Kylie was one of the early participants at the ranch, and I had the joy of meeting her as part of a girls’ Bible study and session group. The following season I worked one-on-one with her, and was able to truly get to know this blossoming young woman. Kylie and I weeded the garden, scooped poop, rode horses (turns out Kylie and Dakota make quite the hula hoop spinning circus act!), discovered that arugula is her favorite microgreen but mustard is too spicy, snuggled with the ranch rabbit, relaxed on the river, and all in all had a wonderful time in the haven that the Lord has provided in the ranch. As the summer progressed though, I felt a tug at my heart for Kylie that continued to persist, but though I felt there was a particular reason for this tug, I could not think what it was. Then it hit me. I could not think what it was, because that was dependent on me, and what I should have started with right from the first tug was to pray about it, for goodness knows the Lord is the one who gave the tug in the first place. Okay, Lord, what do you want to show me? How can I speak Your truth into this dear one? Kylie is sweet, curious, tender, funny, and also strongly timid and uncertain. At 13 years old she was a good head taller than I (not terribly difficult, but still) and held herself in a condensed manner, as if trying to keep herself from being too conspicuous. In all her sweet curiosity she prefaced nearly every statement or question with “I’m sorry”, “this may be stupid but”, or the like. “Oh” was the only dumbfounded thought in my head as I connected the tug my heart had been feeling with these and other observations. For not only had the Lord opened my eyes to Kylie’s insecurities, He had shown me a mirror of my younger self in so many ways.
Children and families who come to the ranch come from all walks of life; we have no qualifications for eligibility. And while some come from varying degrees of brokenness and heartache, some, like Kylie, come from sound families who love the Lord and lead their children through that love. But the world is hard, and the world is loud. Even in a home full of love and protection, wounding happens. However, wounding is never the final chapter, for we are loved by a Great Physician and He heals the brokenhearted. Before I knew what the words would be, my mouth was open and I was. . . truly, for lack of a better word, calling Kylie out on her self deprecating words and posture. I could have swallowed my own tongue! Thankfully though, the words continued and to this day I’m not totally sure what I said to Kylie, but I know the words were not of me, but of a Father who weeps for her and of my preteen heart that longed to be told by someone outside of my immediate family that the words I then stumbled over and held back were worth hearing. I do remember that Kylie maintained eye contact with me the whole conversation, the longest she ever had, and then agreed with my challenge to refrain from her negative self talk, at least while at the ranch.
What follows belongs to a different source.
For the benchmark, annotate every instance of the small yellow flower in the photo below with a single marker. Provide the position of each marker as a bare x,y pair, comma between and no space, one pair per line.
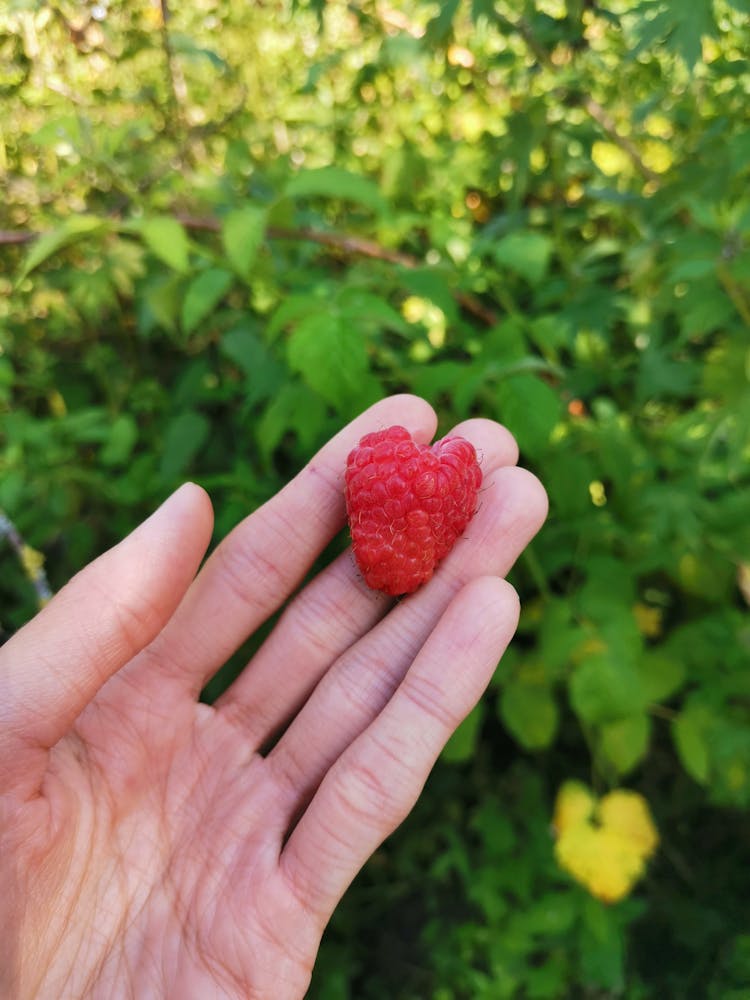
604,845
31,560
648,619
Over the following sessions, Kylie’s speech was sometimes just as halting as before, but now it was because she would stop herself, give me a rueful little grin, and then continue on, her shoulders straightening a little. Never once did I remind her; she always caught herself. one day I handed her a halter and asked her to get a horse on her own, the expression she gave me would make you think I’d asked her to walk from Grand Forks to Crookston barefoot in January. I gave her a smile and a nudge though, and she set off with a deep breath and squared shoulders, completing the task without a hitch. My face began to hurt I was smiling so hard at her. The beauty of her confidence as she lead Dakota back to me could have melted the polar caps. She followed this momentous and deceptively simple action with “now what?”, excitement taking the place of her far more standard trepidation. “ANYTHING”, I wanted to shout for all to hear. Anything is next, because Kylie, you are pure gold and the Lord can do incredible things through you!